12 虎の尾を踏んじゃったんだなぁ

 領城の会議室では、難しい顔をしたお父様が胸を張って、会議の始まりを宣言した。


「これより、フィリップ皇太子およびルビードラゴン騎士団への対策会議を始める」


 そうして、お父様は表情を険しくする。

 ルビードラゴン騎士団というのは、なんでもフィリップ皇太子がかき集めた騎士たちで結成した騎士団らしく、帝国軍とは切り離された独立部隊として扱われているのだという。フィリップが将来的に皇帝になれば、皇帝直属のエリート騎士団になる――という触れ込みで、年若く血気盛んな騎士ばかりを集めているらしい。だから、猛将と謳われたお父様の名前もあまり通用しないのだ。
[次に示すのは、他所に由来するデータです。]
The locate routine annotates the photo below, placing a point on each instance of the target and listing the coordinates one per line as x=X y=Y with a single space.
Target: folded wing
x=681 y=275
 さて、会議室にいるのはシグラス、私、アーサー、そしてライラック辺境伯騎士団の上層部数名であった。


「まずは現在の状況をまとめる。フィリップ皇太子の要求は、以前手紙で届いた通りだ。聖女アサヒを彼のもとに連れて行くか、それが不可能な場合はナターシャを聖女代理として娶ってやる、と言われている。当然これに応じるつもりはない。帝国中の有力貴族家から抗議の署名も皇家に届いているからな」


 うん、その認識に相違はない。問題は、なぜその皇太子が直々に辺境まで来たのか、なんだけど。
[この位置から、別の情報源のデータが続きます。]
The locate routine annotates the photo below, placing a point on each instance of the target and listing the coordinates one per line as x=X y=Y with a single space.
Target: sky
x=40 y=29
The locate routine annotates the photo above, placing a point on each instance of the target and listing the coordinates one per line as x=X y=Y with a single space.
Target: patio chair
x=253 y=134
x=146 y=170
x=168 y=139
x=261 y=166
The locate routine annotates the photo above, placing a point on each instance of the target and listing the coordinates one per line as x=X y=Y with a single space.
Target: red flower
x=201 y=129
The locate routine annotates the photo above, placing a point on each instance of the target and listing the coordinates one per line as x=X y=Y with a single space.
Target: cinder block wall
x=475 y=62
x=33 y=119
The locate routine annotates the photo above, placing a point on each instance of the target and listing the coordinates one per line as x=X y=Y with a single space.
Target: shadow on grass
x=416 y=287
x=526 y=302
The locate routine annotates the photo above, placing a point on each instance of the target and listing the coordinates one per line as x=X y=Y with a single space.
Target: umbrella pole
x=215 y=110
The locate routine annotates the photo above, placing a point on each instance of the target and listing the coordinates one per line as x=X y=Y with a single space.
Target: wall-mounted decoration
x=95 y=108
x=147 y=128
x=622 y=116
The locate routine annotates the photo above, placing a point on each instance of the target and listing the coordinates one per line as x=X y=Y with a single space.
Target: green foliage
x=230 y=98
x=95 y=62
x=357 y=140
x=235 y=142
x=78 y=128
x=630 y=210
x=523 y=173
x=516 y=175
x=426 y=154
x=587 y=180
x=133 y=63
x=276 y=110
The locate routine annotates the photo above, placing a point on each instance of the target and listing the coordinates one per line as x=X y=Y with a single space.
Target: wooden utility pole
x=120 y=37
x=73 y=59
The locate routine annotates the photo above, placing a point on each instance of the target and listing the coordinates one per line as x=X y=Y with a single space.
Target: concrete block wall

「フィリップ皇太子がここに来た名目は、領地の視察だというが――実際は、アサヒもしくはナターシャを連れ去るつもりだ。街道で領民に圧力をかけ、生活の邪魔をする。その状況でこちらが手を出せば、それを口実に皇太子の配下が都市を攻める。攻撃をやめて欲しければ、聖女を寄越せと。そういう算段だ」

「どうやって皇太子の意思を確認したのですか?」

「シグラスに宛てた手紙に全て書かれていた」


 あぁ、フィリップだなぁ。

 とりあえず意図は理解した。武力を使ってでも、何が何でも聖女もしくは聖女代理を連れ帰ろうと起こした行動だということか。よくもまぁ、ここまでの悪手を打てるものだと思うけど。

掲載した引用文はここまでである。